1 Şubat 1979. Abdi İpekçi katlediliyor. Tetiği çeken Mehmet Ali Ağca tutuklandıktan 6 ay sonra Maltepe Askeri Cezaevi’nden kaçırılıyor. Burada da Fehmi Altınbilek ismi, cezaevinden kaçırılan Ağca’ya bizzat İran sınırına kadar himaye eden kişi olarak karşımıza çıkıyor.

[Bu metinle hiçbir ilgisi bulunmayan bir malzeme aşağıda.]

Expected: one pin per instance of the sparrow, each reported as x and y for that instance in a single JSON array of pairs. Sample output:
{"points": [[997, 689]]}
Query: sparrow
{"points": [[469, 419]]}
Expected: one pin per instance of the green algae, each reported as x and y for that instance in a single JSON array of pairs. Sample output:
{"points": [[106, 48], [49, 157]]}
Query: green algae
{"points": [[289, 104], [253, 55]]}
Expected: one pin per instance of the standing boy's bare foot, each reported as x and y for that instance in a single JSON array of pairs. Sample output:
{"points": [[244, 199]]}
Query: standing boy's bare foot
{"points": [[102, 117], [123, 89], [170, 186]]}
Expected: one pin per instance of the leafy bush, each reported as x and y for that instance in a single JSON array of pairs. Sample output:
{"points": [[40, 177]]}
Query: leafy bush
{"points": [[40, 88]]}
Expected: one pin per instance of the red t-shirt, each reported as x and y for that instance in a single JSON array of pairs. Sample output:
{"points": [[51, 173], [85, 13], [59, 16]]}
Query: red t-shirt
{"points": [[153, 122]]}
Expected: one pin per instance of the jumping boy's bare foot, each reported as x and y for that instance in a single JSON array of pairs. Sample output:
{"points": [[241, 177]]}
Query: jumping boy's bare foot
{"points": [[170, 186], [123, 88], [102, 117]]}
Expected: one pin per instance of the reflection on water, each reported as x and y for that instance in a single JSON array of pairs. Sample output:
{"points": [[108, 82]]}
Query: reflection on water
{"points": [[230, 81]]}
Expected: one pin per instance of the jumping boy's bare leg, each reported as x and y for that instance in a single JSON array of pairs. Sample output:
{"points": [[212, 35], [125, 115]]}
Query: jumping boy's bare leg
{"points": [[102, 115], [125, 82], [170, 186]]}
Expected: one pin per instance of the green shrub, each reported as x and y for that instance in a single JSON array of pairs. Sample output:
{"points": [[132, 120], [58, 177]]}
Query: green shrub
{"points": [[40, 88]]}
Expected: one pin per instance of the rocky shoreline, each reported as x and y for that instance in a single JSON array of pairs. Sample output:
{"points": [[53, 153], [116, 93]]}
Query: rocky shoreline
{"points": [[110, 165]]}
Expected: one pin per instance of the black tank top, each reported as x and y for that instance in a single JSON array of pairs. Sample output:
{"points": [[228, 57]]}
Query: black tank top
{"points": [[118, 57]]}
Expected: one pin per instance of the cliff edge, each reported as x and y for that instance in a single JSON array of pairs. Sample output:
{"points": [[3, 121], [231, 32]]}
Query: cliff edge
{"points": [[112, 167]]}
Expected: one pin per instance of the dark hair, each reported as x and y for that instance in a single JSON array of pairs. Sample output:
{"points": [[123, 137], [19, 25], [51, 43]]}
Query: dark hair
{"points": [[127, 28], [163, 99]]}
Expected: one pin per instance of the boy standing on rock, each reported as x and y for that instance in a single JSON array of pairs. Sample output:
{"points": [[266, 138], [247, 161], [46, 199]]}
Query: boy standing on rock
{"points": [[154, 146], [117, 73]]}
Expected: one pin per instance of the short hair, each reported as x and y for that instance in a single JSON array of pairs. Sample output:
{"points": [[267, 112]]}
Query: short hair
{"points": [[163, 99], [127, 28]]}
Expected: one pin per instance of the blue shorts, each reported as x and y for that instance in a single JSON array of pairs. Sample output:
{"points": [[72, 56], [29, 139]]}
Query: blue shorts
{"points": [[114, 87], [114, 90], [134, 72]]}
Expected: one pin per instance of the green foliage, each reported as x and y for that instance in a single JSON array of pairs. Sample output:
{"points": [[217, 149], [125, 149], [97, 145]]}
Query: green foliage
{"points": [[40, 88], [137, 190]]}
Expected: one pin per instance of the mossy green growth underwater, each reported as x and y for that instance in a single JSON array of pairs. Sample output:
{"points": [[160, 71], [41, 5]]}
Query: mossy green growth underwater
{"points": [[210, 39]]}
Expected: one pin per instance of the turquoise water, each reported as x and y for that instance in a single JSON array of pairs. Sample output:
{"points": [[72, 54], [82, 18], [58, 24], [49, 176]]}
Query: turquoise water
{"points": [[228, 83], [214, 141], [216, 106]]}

Yıl 1993. Yer Ankara. 24 Ocak’ta Uğur Mumcu aracına bomba konularak katlediliyor. Aynı yılın 26 Ekim’inde de JİTEM’in kurucusu olduğu söylenen Cem Ersever, elleri arkadan bağlanmış, ağzı bantlı, kafasına iki kurşun sıkılmış şekilde Elmadağ çıkışında bulunuyor. Bu olaylarla birebir ilgisi olduğuna dair henüz ortaya çıkış bir delil yok ama o yıl, Ankara İl Jandarma Komutanı yardımcısının Fehmi Altınbilek olduğunu biliyoruz.
Yıl 2002. Çanakkale Bölge Trafik Müdürlüğü’nde gizli bir toplantı yapılıyor. Katılanlar yabancı değil. JİTEM’den Veli Küçük, Susurluk’ta kamyon çarpmasıyla ortaya çıkan Özel Harekatçı’lardan iki kişi, Korkut Eken ile İbrahim Şahin ve artık Çanakkale’de Jandarma Alay Komutanlığı’nda Kıdemli Albay olarak görev yapan Fehmi Altınbilek. İsminin geçtiği her yerde karanlık ilişkiler veya bir cinayet görmek mümkün.
Emekli olduktan sonra sahte kimlikle yaşadığı tahmin edilen Altınbilek’e dair bu yazılanlar, sadece şimdiye kadar basına yansıyan haberlerden derlenen bazı bilgiler. Basına yansımayan kısmının bundan çok daha fazla olduğunu tahmin etmek zor değil. Öyle ki bugüne kadar tek bir fotoğrafı bile basına yansımamış, “esrarengiz teğmen” olarak nam salmıştı. Bugün fotoğrafını gördük.
Gördüğümüz fotoğraf, aynı zamanda meclisle, hükümetlerle, demokrasicilik oyunlarıyla perdelenen devlet gerçeğinin fotoğrafıdır. Fehmi Altınbilek, seçimlerle, gelip giden hükümetlerle vb değişmeyen devletin gerçek yüzünün simgelerinden biridir.
70’lerde Mahir’lerin, İbo’ların kanına, canına kasteden bu elin sahibiyle, iki gün önce Amed’de seçim mitingini bombalayan elin sahibi aynı. Aradan geçen zamanda bir cunta dönemi ve bir çok hükümet geldi geçti ama el aynı el işte. Egemenlerin iktidarını korumak için her şeyi mübah gören faşizmin eli bu. Bu eli iyi tanıyalım, halkın düşmanı olan el budur.